Wednesday, 30 September 2009
Throughout Eastern Europe, from the Baltic Sea to the Black Sea, autumn is upon us and the wildfowl are starting to arrive in flocks. Here is a flock of Greater White-fronted Geese Anser albifrons taken in the Czech Republic by Mike Crutch.
Wednesday, 23 September 2009
From 19-28 May 2010 the UK-based company Oenanthe are running a tour to Hungary & Slovakia. The tour takes in the very best of the uplands and lowlands of these two great birding countries. Key species on the trip are: Saker, Eastern Imperial and Lesser Spotted Eagles, Red-footed Falcon, Pygmy Cormorant, Hazel Grouse, Black Stork, Ural, Eagle, Pygmy and Tengmalm's Owls, Red-breasted and Collared Flycatchers, Aquatic, River and Barred Warbler and all 10 European woodpecker species are likely. Here's the link to the trip details: http://www.oenanthe.co.uk/tours/hungary_slovakia_2010/hungary_slovakia_2010.html
Saturday, 19 September 2009
The High Tatras (Vysoke Tatry) are Slovakia's highest mountain range. They lie in the north on the border with Poland. The city of Poprad just to the south is the gateway. Most of the area is a National Park. These are serious, rugged mountains with several peaks over 2000 m. The highest peaks can be accessed in season by chair-lift or gondola. Much of the lower elevations were blanketed in conifer and mixed forests until a "hurricane" felled large areas a few years ago. At high levels there are tarns, scree, cliffs and impressive rock formations. The high-altitude zone has Ring Ouzel, Rock Pipit, Alpine Accentor and Wallcreeper. Coniferous forests have Hazel Grouse, Capercaillie, Pygmy and Tengmalm's Owls, Three-toed Woodpecker, Common Crossbill, Siskin and Nutcracker. Truth is, this a tough area to bird, and weather can be very changable, so the High Tatras are only suitable for those with plenty of time, energy and patience.

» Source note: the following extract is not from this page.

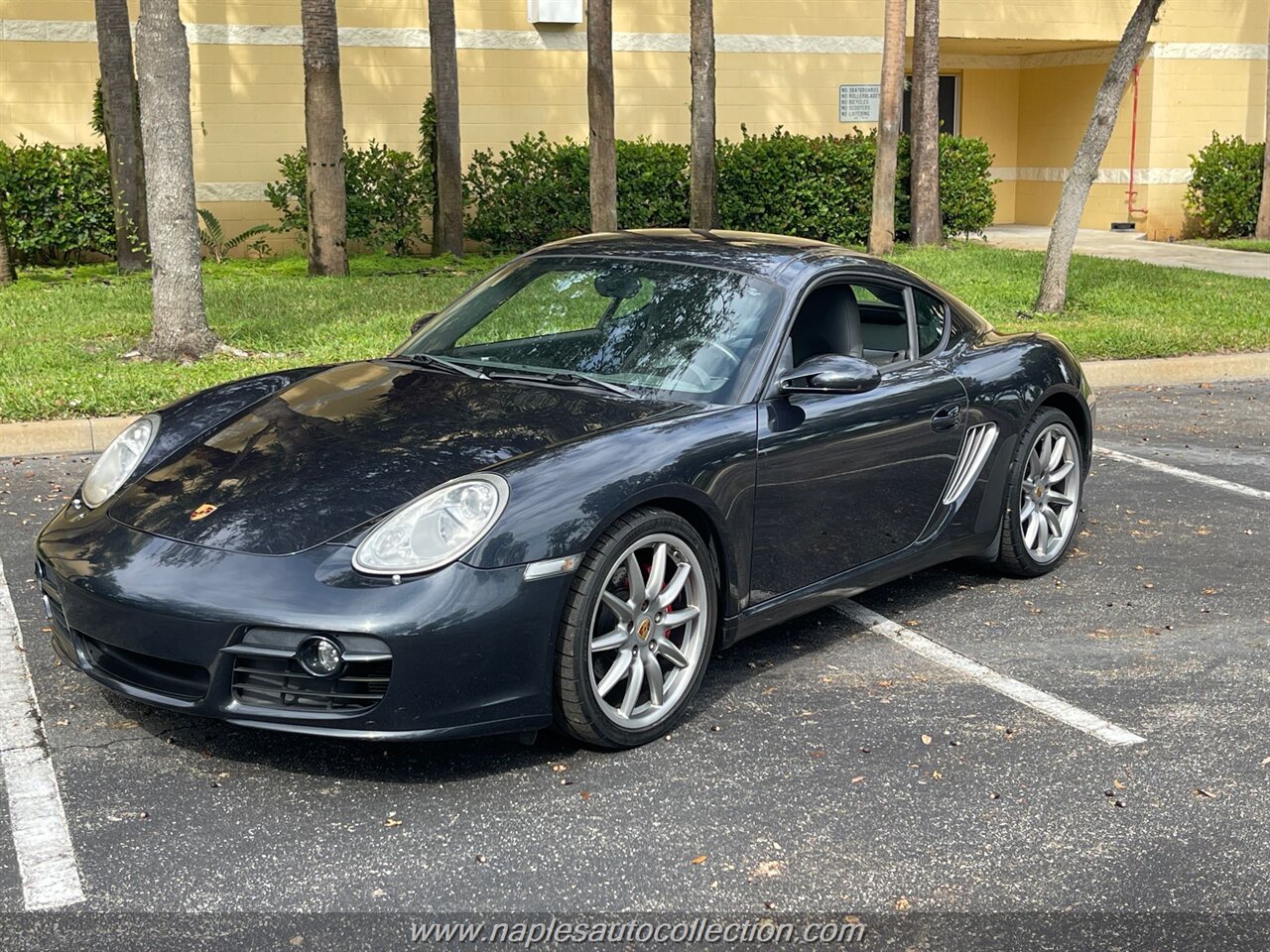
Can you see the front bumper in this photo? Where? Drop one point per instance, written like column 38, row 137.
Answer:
column 458, row 652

Saturday, 12 September 2009
Syrian Woodpecker Dendrocopos syriacus is very much an Eastern European bird. The further west it gets in breeding range is central Austria and there are no records in countries west of here. It occurs from Poland, where it is localised, southwards to the Balkans. In parts of Slovakia, Hungary, Romania and Bulgaria it is common. This "pied" woodpecker inhabits lowland, secondary habitats such as orchards, gardens and parks. It is rarely seen in woodland proper.
Friday, 4 September 2009
Lake Visovac (Visovac jezero) is a huge waterbody along the Krka River within the Krka National Park in Croatia. It is not always easy to access the waterside, given the often steep rugged terrain, but good spots to scan the water are at Samostan Visovac (west shore: see photo) and the boat jetty at Stinice (opposite on the east shore). Between these two points is the small island of Visovac, though this is not worth visiting for birds. Birds include Pygmy Cormorant, Short-toed Eagle, Yellow-legged Gull, Cirl Bunting, Golden Oriole and Fan-tailed, Great Reed and Cetti's Warblers. On passage wildfowl and waders stop over.